The 'Nation of Palestine': Merely a Myth

I didn't put up my "Dept. of Redundancy Dept." pic by accident, but rather by design. In this blog, I find myself repeating myself and repeating myself (and, um, repeating myself). I've written about the legitimacy of the Jews' right to the Land of Israel and the BIG LIE of the so-called "Palestinians" many times, case in point, here, back in November of '07.

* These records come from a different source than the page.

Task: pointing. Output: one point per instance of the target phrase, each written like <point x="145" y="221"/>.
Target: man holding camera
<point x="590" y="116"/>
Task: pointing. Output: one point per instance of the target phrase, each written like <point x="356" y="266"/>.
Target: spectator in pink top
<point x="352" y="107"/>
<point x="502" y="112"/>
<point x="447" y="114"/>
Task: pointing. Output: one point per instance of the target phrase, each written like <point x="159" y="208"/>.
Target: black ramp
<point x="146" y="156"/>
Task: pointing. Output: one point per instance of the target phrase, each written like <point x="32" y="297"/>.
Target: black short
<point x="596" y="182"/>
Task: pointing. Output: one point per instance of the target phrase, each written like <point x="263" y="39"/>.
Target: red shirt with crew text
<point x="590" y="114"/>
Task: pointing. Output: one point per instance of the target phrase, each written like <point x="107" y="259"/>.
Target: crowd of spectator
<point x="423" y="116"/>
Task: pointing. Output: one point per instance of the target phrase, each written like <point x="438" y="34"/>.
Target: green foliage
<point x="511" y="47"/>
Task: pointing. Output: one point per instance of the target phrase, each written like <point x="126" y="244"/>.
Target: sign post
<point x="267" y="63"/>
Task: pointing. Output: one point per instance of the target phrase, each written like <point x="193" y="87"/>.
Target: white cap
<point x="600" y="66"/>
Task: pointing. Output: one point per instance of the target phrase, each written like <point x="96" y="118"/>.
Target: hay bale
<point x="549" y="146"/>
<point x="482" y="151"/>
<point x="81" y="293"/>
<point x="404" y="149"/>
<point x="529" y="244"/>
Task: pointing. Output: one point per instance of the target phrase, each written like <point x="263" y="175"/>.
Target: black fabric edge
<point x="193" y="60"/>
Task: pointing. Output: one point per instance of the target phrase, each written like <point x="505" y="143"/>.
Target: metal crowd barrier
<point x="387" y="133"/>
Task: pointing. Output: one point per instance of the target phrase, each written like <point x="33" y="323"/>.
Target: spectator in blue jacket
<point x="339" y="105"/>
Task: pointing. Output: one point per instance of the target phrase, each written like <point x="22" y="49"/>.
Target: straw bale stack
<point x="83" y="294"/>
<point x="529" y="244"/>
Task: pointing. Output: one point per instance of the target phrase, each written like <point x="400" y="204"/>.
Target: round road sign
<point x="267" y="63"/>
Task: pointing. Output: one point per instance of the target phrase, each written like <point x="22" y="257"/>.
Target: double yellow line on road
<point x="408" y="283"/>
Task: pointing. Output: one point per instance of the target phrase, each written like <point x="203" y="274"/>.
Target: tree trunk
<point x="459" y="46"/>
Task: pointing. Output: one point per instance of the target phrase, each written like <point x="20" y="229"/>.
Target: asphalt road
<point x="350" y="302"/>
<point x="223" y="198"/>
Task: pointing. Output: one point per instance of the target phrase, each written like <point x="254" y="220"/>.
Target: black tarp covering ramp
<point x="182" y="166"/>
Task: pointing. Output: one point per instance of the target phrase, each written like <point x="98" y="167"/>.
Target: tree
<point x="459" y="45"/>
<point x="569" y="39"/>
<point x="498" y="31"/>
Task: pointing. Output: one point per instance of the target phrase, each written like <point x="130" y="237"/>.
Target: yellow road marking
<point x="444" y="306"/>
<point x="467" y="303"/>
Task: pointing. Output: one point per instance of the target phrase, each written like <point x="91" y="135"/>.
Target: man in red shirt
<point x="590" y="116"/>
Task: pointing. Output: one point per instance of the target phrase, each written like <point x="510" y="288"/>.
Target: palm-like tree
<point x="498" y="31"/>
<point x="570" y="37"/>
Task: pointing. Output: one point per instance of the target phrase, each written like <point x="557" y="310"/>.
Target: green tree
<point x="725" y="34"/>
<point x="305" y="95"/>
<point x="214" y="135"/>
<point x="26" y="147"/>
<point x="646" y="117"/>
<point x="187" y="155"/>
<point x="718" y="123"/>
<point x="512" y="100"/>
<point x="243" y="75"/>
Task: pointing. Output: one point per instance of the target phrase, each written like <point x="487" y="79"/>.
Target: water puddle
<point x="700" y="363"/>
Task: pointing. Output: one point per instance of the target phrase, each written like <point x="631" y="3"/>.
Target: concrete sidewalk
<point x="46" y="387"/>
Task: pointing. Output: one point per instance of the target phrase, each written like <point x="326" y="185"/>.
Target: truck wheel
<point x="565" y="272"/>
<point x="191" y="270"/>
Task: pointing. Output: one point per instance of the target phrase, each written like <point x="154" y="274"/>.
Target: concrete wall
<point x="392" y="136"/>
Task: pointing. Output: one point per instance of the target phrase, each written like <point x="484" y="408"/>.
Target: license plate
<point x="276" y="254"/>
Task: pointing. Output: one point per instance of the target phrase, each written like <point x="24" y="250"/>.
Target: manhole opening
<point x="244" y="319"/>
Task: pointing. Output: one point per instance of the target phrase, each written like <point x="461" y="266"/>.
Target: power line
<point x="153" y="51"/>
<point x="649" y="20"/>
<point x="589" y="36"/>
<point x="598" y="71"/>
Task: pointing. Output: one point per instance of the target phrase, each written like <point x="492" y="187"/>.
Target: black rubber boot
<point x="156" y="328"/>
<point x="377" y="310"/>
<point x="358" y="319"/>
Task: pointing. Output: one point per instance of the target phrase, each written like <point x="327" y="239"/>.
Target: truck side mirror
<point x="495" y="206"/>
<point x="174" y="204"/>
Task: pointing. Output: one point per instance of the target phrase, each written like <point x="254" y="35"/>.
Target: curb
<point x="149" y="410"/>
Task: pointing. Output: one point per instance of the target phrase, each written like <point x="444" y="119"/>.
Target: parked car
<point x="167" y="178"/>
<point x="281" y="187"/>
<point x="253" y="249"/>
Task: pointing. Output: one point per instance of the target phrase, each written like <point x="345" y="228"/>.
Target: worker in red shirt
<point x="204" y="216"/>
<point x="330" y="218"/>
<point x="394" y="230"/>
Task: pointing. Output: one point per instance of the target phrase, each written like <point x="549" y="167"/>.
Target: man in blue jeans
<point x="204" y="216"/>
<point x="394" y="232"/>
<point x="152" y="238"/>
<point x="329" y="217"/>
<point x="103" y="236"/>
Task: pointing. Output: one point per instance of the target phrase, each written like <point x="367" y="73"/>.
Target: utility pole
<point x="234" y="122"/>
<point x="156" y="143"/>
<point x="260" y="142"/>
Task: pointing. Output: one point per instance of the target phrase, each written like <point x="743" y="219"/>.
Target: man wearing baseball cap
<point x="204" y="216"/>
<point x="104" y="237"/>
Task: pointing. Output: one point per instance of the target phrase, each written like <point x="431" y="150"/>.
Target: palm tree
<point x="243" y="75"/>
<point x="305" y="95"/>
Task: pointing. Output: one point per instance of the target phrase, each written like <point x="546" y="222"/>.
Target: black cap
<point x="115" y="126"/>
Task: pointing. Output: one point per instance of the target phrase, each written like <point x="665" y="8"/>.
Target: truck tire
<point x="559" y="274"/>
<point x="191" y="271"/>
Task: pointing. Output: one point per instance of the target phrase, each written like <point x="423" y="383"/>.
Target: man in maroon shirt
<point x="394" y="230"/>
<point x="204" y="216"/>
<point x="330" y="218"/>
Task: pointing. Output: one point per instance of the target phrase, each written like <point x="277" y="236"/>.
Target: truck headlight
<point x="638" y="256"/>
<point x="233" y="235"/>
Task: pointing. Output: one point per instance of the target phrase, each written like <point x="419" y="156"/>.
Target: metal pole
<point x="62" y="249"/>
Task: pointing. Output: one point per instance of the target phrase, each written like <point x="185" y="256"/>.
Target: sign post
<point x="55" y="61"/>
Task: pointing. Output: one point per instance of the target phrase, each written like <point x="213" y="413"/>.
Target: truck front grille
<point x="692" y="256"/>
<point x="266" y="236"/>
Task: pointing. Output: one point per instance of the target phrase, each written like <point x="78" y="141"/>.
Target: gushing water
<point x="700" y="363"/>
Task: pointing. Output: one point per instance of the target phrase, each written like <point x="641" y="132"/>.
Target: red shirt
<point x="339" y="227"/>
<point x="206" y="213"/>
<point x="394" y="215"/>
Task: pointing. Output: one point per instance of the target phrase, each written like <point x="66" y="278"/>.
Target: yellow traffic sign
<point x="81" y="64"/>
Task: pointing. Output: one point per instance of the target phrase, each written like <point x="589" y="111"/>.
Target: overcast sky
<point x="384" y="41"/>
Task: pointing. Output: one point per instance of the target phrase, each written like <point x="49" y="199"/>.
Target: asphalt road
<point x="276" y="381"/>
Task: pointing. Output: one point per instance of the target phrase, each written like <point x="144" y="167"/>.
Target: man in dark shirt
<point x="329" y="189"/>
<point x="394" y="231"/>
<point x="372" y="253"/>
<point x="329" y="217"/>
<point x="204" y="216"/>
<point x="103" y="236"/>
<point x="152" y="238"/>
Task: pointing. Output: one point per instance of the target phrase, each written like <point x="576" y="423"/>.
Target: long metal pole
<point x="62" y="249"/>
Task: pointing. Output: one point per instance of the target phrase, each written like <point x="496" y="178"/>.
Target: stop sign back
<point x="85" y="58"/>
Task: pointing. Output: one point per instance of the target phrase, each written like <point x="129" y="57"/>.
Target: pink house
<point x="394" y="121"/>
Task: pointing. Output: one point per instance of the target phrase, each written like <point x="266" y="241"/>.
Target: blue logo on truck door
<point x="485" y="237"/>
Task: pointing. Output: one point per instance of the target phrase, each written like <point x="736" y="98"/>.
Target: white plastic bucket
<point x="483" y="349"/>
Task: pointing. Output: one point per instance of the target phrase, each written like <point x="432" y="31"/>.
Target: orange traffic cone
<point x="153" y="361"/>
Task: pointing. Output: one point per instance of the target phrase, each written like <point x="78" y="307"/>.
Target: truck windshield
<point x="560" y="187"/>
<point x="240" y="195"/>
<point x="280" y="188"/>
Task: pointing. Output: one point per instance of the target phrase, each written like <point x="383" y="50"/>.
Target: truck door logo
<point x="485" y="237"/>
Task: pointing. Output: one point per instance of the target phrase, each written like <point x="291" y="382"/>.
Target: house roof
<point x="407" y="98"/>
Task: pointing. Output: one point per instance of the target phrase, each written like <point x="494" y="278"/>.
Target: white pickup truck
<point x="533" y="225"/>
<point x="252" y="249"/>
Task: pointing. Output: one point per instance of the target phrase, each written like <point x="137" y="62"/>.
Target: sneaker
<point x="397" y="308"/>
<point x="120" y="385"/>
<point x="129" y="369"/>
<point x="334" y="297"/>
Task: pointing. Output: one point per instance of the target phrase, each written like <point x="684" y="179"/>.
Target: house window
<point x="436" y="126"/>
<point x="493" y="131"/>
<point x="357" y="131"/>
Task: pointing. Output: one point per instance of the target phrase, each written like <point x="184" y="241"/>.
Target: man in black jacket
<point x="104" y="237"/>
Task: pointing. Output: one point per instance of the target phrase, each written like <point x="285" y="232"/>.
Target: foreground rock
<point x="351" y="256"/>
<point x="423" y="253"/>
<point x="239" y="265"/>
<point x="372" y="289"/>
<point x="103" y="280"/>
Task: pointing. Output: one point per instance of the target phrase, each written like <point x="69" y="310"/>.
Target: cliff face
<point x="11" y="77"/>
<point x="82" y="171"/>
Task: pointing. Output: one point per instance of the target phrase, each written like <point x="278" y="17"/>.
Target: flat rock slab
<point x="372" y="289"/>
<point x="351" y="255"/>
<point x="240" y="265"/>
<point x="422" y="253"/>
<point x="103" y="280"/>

So I decided to post again a related excerpt of an article from Myths and Facts, about the BIG LIE (don't like that? Okay, call it a HUMONGOUS UNTRUTH) perpetrated by the Arabs after June 1967, when they lost yet another war that they had started against Israel. It is called "Palestinians- Peoplehood Based on a Big Lie" by Eli E. Hertz, from March 31, 2008:

The Palestinians claim that they are an ancient and indigenous people fails to stand up to historic scrutiny. Most Palestinian Arabs were newcomers to British Mandate Palestine. Until the 1967 Six-Day War made it expedient for Arabs to create a Palestinian peoplehood, local Arabs simply considered themselves part of the ‘great Arab nation’ or ‘southern Syrians.’

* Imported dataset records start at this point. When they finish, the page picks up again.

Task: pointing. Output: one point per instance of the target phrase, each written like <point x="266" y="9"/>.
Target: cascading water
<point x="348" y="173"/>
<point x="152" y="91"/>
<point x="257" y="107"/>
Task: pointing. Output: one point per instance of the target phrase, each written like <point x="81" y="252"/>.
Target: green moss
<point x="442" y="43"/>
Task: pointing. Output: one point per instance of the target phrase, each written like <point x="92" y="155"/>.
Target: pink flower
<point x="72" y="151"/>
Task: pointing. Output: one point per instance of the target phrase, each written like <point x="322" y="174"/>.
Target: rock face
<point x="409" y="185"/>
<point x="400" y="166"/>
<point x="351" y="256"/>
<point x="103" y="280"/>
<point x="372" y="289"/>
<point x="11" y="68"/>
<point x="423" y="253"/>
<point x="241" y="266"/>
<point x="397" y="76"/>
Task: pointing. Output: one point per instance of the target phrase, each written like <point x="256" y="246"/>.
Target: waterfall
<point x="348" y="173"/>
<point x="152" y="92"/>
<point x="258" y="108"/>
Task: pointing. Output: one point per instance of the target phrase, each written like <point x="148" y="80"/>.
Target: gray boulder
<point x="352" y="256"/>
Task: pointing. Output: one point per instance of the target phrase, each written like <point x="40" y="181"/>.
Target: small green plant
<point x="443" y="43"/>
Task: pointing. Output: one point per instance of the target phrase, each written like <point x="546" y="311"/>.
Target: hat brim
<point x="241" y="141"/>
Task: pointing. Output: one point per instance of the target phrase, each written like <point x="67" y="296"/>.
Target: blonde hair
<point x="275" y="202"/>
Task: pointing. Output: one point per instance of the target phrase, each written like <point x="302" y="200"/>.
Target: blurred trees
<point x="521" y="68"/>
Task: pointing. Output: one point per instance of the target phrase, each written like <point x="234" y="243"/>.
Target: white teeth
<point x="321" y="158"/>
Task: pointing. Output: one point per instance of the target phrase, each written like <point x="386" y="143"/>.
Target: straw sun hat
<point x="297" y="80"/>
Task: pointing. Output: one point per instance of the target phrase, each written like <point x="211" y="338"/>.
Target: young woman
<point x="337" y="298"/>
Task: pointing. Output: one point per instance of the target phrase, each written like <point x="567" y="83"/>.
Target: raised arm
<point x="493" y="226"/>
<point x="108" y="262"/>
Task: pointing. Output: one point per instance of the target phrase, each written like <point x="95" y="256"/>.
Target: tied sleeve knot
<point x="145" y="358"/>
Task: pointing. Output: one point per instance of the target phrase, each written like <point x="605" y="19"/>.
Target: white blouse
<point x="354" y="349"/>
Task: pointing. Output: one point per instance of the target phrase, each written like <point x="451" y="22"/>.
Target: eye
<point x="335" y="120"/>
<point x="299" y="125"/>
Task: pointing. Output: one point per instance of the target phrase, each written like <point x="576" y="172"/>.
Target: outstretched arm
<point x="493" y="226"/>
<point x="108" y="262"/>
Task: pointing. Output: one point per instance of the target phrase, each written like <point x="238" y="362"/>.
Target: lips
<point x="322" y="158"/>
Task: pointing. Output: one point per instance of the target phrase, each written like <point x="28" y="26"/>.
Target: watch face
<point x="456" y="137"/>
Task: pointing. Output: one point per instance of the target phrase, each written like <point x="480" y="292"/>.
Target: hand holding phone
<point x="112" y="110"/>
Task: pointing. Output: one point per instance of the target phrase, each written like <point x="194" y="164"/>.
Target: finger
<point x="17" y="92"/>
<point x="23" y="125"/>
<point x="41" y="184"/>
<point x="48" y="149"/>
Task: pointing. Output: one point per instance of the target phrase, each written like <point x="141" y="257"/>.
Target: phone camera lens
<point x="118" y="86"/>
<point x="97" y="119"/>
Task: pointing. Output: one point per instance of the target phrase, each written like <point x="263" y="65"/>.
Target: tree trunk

“Repeat a lie often enough and people will begin to believe it.”
Nazi propaganda master Joseph Goebbels

“All [that Palestinians] can agree on as a community is what they
want to destroy, not what they want to build.”
New York Times
columnist Thomas Friedman

There is no age-old Palestinian people. Most so-called Palestinians are relative newcomers to the Land of Israel

Like a mantra, Arabs repeatedly claim that the Palestinians are a native people. The concept of a ‘Stateless Palestinian people’ is not based on fact. It is a fabrication.

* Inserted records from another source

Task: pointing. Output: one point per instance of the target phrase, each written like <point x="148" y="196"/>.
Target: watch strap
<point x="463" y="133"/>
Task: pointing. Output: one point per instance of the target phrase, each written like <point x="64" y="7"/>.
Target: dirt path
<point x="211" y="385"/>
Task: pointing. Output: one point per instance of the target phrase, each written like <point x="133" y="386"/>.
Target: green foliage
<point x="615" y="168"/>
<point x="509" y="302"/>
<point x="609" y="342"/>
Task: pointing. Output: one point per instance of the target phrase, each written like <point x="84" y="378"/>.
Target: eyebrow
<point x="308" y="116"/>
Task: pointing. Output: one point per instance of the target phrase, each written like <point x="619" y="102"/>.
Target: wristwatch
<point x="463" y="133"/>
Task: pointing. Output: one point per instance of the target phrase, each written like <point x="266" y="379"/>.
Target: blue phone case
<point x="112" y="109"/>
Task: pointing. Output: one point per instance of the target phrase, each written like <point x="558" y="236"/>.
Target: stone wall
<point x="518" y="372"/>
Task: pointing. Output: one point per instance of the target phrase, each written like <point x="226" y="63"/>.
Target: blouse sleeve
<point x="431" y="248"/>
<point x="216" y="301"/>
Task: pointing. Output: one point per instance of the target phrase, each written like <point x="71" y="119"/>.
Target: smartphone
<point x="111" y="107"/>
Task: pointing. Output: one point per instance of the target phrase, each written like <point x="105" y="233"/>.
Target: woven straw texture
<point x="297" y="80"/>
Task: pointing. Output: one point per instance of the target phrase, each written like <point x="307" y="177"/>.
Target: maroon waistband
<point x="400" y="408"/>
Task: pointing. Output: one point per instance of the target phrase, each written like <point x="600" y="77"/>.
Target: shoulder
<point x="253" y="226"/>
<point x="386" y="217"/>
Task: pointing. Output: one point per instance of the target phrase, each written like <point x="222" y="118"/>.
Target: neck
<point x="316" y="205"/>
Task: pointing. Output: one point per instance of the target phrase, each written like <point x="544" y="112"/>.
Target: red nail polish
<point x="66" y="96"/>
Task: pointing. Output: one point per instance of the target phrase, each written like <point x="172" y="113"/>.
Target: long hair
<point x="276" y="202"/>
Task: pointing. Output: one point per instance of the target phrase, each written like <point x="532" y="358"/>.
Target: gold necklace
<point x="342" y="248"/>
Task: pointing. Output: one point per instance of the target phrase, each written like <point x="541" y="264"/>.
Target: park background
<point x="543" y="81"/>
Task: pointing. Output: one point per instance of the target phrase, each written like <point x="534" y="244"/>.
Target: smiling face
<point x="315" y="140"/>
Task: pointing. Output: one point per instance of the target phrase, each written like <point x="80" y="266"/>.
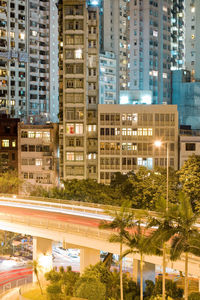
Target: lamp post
<point x="158" y="144"/>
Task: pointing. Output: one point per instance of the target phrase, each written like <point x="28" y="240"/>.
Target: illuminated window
<point x="38" y="135"/>
<point x="70" y="156"/>
<point x="46" y="135"/>
<point x="79" y="128"/>
<point x="145" y="131"/>
<point x="38" y="162"/>
<point x="123" y="131"/>
<point x="14" y="143"/>
<point x="135" y="131"/>
<point x="5" y="143"/>
<point x="34" y="33"/>
<point x="155" y="33"/>
<point x="129" y="117"/>
<point x="91" y="156"/>
<point x="91" y="128"/>
<point x="129" y="131"/>
<point x="123" y="146"/>
<point x="117" y="131"/>
<point x="22" y="36"/>
<point x="12" y="35"/>
<point x="31" y="134"/>
<point x="70" y="128"/>
<point x="102" y="146"/>
<point x="79" y="156"/>
<point x="140" y="131"/>
<point x="124" y="117"/>
<point x="129" y="146"/>
<point x="134" y="117"/>
<point x="79" y="54"/>
<point x="134" y="147"/>
<point x="155" y="73"/>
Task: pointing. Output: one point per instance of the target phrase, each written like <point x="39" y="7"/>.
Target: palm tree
<point x="138" y="242"/>
<point x="121" y="220"/>
<point x="187" y="237"/>
<point x="36" y="267"/>
<point x="162" y="234"/>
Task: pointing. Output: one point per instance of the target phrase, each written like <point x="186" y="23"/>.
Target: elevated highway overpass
<point x="75" y="223"/>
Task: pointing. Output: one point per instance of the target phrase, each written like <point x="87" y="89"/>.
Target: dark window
<point x="7" y="129"/>
<point x="32" y="148"/>
<point x="24" y="148"/>
<point x="190" y="146"/>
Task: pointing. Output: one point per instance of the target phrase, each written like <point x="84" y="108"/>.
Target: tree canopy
<point x="143" y="188"/>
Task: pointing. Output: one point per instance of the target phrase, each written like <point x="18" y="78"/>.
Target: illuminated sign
<point x="93" y="2"/>
<point x="21" y="56"/>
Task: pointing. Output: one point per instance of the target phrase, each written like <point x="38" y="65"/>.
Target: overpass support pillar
<point x="135" y="270"/>
<point x="88" y="256"/>
<point x="42" y="254"/>
<point x="148" y="271"/>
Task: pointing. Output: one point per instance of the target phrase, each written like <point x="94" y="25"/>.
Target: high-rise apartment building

Palestinian Arabs cast themselves as a native people in “Palestine” – like the Aborigines in Australia or Native Americans in America. They portray the Jews as European imperialists and colonizers. This is simply untrue.

Until the Jews began returning to the Land of Israel in increasing numbers from the late 19th century to the turn of the 20th, the area called Palestine was a God-forsaken backwash that belonged to the Ottoman Empire, based in Turkey.

The land’s fragile ecology had been laid waste in the wake of the Arabs’ 7th-century conquest. In 1799, the population was at it lowest and estimated to be no more than 250,000 to 300,000 inhabitants in all the land.

At the turn of the 20th century, the Arab population west of the Jordan River (today, Israel and the West Bank) was about half a million inhabitants and east of the Jordan River perhaps 200,000.

The collapse of the agricultural system with the influx of nomadic tribes after the Arab conquest that created malarial swamps and denuded the ancient terrace system eroding the soil, was coupled by a tyrannous regime, a crippling tax system and absentee landowners that further decimated the population. Much of the indigenous population had long since migrated or disappeared. Very few Jews or Arabs lived in the region before the arrival of the first Zionists in the 1880s and most of those that did lived in abject poverty.

Most Arabs living west of the Jordan River in Israel, the West Bank (Judea and Samaria) and Gaza are newcomers who came from surrounding Arab lands after the turn of the 20th century because they were attracted to the relative economic prosperity brought about by the Zionist Movement and the British in the 1920s and 1930s.